Сознание вернулось еще до того, как пропали звон в ушах и боль в челюсти. Келленсилль пару раз моргнула, ощущая, как ее всю качает туда-сюда, и открыла глаза. Лежит на чем-то мягком, смотрит в потолок… чего? И еще ее терзают некие необычные ощущения, словно ее душу скрутили путами и сунули куда-то далеко от тела.
В следующий миг княгиня сообразила, что причина покачиваний — человеческий экипаж, в котором ее везут. Она попыталась сесть и обнаружила, что ее руки скованы короткой цепочкой, а совсем рядом, на противоположном сидении кареты, сидят ее пленители.
Келленсилль все же села и первым делом смерила того, что побольше, взглядом, полным безграничного пренебрежения, одновременно рассмотрев его. Он, безусловно, один из нападающих, и его руки, лежащие на коленях и закованные в тяжелые перчатки, кажутся знакомыми. Точнее, знакомыми кажутся именно латные перчатки: вроде бы, как раз от одной из них у княгини ноет правая сторона челюсти. И его глаза… Золотистые глаза стража, с каким-то необычным серым отливом, буквально лучащиеся дикой мощью, природу которой Келленсилль пока не понимает.
В этот миг здоровяк, убедившись, что его пленница полностью пришла в себя, заговорил низким голосом, в котором Келленсилль послышался рокот шторма.
— Я приношу извинения за удар и все сопутствующие неудобства, это была вынужденная мера, — сказал он на абсолютном языке и добавил: — переводи.
Последнее адресовалось второму, тощему седому старику с крючковатым носом и злыми, горящими глазами.
— Госпожа княгиня говорит на зодангане либо кадорине? — вежливо осведомился он на зодангане.
— На обоих, — холодно ответила Келленсилль, решив пока не выдавать свое знание абсолютного языка.
— Великий Трэйкхан Кхейл приносит вам свои извинения за удар, который был вынужденной мерой. И я, пожалуй, присоединюсь, хе-хе, вы, высшие эльфы, едва ли не единственные на свете, не сделавшие мне зла, хоть и подозреваю, что исключительно в силу того, что мы с вами не пересекались, хе-хе.
— А ты еще кто такой?
— Норлаш Чернокнижник, Норлаш Проклинатель, Норлаш-говорящий-с-демонами — полагаю, вы знаете меня хотя бы под одним из этих прозвищ.

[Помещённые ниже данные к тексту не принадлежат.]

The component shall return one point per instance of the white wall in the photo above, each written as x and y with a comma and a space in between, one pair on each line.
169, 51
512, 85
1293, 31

— Мерзость, — скривилась княгиня.
В этот момент тот, кого назвали великим, повернул голову к чернокнижнику.
— Я сказал «переводи», а не «болтай», — ровно сказал он.
— Прошу меня простить, о великий, — немедленно извинился Норлаш.
Келленсилль подвела первые итоги. Слухи о Норлаше и вызванном им легионе демонов, дошедшие до нее, оказались чушью, как и предполагалось: чернокнижник говорит с «великим» даже не как равный, а как слуга с господином. Кто такой этот Трэйкхан Кхейл — очень интересный вопрос, раз даже чернокнижник, гордившийся тем, что разговаривал с демонами как равный с равными, с Кхейлом говорит как со своим хозяином.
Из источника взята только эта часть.